Prime Minister Justin Trudeau arrives at Rideau Hall on September 23 for the unveiling of his government’s new Throne Speech. Governor General Julie Payette delivered the hour-long pledge of how the government would address the COVID-19 pandemic as its principal priority. Shutterstock

OTTAWA – The nation, or at least the eastern portion of the country, heaved a collective sigh of relief when the federal NDP announced that they would support the government following the September 23 Throne Speech. The nation was holding its breath following the news that the Conservative Party under new leader Erin O’Toole and the Bloc Quebecois had no intention of supporting the speech.

A no confidence motion is a statement or vote about whether a person in a position of responsibility in government is no longer deemed fit to hold that position. When a government fails a vote of confidence in Parliament, it falls. 

The confidence vote traditionally comes in the form of an Official Opposition amendment to the Throne Speech. The Conservative motion would have the House express its regret over what the Conservatives frame as major shortcomings in the speech: Those alleged shortcomings include the government’s failure to approve and deploy rapid COVID-19 testing kits, an accusation of neglect of Western Canada, the federal Liberals’ supposed reluctance to stand up to Communist China and, as to be expected, the Liberals’ refusal to provide “adequate transparency” on the WE Charity controversy. That motion was doomed to defeat when the NDP indicated they had negotiated a temporary peace treaty with the governing party. The Liberal minority government needed one of the opposition parties’ support in order to survive the vote.
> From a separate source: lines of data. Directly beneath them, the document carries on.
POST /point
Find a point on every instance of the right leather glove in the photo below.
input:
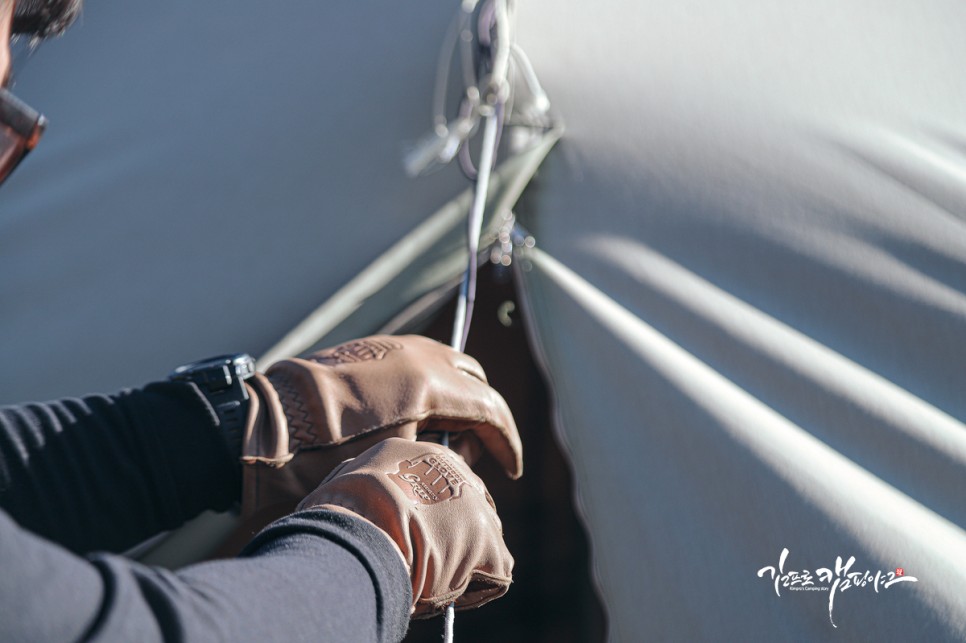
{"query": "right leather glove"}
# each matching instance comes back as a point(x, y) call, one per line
point(308, 415)
point(437, 512)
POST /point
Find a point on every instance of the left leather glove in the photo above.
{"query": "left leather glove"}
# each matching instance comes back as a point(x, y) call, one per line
point(308, 415)
point(436, 511)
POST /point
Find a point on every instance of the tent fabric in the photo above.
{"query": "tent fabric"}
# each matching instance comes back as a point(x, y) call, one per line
point(748, 296)
point(748, 291)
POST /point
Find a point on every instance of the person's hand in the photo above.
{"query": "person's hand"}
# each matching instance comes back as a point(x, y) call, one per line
point(308, 415)
point(436, 511)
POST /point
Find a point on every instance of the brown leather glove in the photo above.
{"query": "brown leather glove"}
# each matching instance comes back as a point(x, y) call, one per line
point(437, 512)
point(308, 415)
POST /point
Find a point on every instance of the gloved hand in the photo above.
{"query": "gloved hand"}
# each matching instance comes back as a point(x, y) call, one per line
point(436, 511)
point(308, 415)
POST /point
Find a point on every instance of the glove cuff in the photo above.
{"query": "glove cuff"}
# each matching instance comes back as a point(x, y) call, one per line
point(266, 438)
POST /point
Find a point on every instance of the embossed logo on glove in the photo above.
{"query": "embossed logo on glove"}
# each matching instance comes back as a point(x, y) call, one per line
point(429, 479)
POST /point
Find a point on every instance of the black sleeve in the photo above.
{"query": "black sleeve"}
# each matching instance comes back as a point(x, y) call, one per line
point(106, 472)
point(312, 576)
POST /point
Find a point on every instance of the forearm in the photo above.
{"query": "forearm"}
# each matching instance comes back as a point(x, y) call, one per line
point(105, 472)
point(313, 576)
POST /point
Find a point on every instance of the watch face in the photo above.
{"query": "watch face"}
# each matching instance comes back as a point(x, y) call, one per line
point(241, 364)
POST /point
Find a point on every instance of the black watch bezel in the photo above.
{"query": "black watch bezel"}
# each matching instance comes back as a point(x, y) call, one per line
point(221, 380)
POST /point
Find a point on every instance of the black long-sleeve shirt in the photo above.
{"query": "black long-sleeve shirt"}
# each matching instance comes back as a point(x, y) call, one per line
point(104, 472)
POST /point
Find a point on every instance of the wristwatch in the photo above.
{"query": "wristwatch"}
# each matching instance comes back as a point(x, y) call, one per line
point(222, 381)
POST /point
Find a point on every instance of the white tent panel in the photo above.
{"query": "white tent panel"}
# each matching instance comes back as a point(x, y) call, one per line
point(749, 298)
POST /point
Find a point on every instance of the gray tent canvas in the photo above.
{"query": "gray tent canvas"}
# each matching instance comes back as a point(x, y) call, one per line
point(747, 293)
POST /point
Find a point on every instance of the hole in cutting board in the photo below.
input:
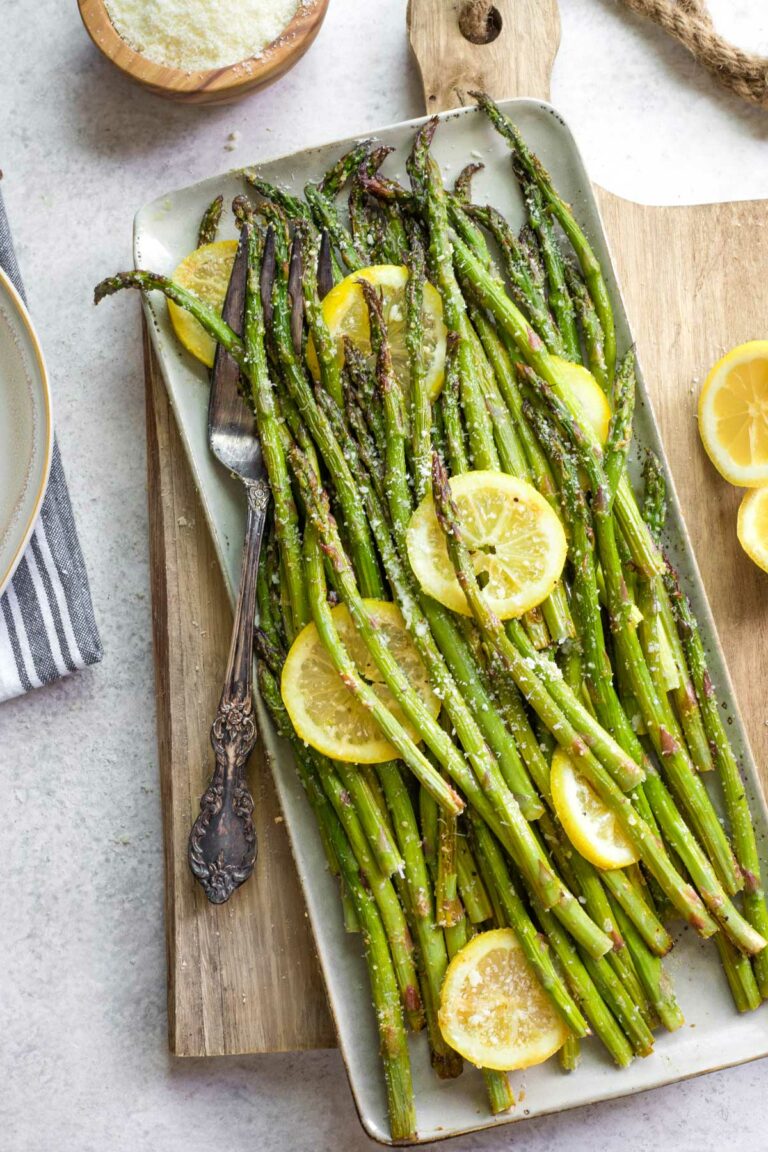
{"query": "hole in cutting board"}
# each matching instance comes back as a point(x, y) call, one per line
point(479, 22)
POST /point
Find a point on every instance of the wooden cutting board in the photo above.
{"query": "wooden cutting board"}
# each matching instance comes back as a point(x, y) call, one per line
point(244, 977)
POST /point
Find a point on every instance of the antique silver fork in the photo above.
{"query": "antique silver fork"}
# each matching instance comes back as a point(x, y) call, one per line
point(222, 841)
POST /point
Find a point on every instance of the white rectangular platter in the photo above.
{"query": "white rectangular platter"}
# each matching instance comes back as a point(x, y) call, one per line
point(714, 1036)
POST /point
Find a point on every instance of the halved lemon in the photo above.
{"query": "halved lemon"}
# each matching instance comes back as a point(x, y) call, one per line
point(734, 415)
point(206, 273)
point(515, 539)
point(752, 527)
point(591, 827)
point(324, 711)
point(346, 313)
point(588, 400)
point(493, 1010)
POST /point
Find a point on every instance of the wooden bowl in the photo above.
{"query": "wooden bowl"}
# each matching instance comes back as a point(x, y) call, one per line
point(214, 85)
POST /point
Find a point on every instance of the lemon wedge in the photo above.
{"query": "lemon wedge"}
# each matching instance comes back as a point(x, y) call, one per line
point(493, 1010)
point(588, 399)
point(515, 539)
point(324, 711)
point(752, 527)
point(206, 273)
point(592, 828)
point(734, 415)
point(346, 313)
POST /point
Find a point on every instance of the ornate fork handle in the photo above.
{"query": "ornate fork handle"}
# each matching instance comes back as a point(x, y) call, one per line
point(222, 841)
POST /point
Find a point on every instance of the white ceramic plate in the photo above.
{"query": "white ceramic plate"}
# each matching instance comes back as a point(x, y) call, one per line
point(25, 429)
point(714, 1035)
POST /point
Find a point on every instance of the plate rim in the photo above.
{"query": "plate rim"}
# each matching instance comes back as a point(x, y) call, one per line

Although Prime Minister Justin Trudeau was pilloried by the opposition parties for not consulting with them leading up to the Throne Speech, the eventual support of the NDP was apparently brokered by an agreement to raise the pandemic relief funds from $400 to $500 and instituting paid sick leave provisions.

Thus it was that the actual first test of confidence came in the form of the government’s proposed legislation authorizing new benefits for workers left jobless or underemployed by the COVID-19 pandemic. All electoral sabre-rattling was put aside when that legislation passed through the House unanimously. Although the bill was delayed by procedural wrangling on the part of the Conservatives and the Senate had its own stumbling blocks set up to delay the final passage due to the senators’ unhappiness with not being able to conduct their normal work, the measures were in place in time to backstop those struggling with the pandemic economic fallout.

As a parliamentary motion, failure to gain the confidence of the House demonstrates to the head of state (in Canada, the governor general) that the elected parliament no longer has confidence in (one or more members of) the appointed government. In some countries, if a no confidence motion is passed against an individual minister they have to resign along with the entire council of ministers.

Among Canadian prime ministers who have fallen in confidence votes were Pierre Trudeau in 1974, in a loss of confidence supply (confidence supply refers to budgetary matters, ie the spending of money); Joe Clark in 1979, also a loss of confidence supply; Paul Martin in 2005 through an opposition motion and Stephen Harper in 2011, also to an opposition-triggered motion resulting from a finding of contempt of Parliament. In Mr. Martin’s case the Liberal government was decimated, in Mr. Harper’s case he was returned with a majority.

Opposition parties are cautious when looking to trigger an election, and the mood of the country as measured by numerous polling firms was not rosy towards an early election outside of the western provinces.

When it comes to the mood of the provincial premiers generally, none of them seem inclined to throw a monkey wrench into the federal machinery right now either, as the need to keep federal health dollars flowing outweighs any partisan considerations—especially as the potential result would be the Liberals returning with a stronger, if not majority, mandate. (The latest 338Canada projection shows the Liberals within two seats of a majority if an election were held October 4.) Electors have not generally looked well upon those whom would trigger an early election without a very good reason. Without key support from their provincial counterparts the opposition leaders’ trigger fingers would be expected to hesitate.

Even when an opposition party votes against a confidence motion that does not necessarily result in the government falling. Careful adjustments of which legislators are actually in the house to vote can allow the government to stand, while at the same time signalling the opposition’s displeasure.

The next confidence vote will likely take place when the Liberals deliver their next budget.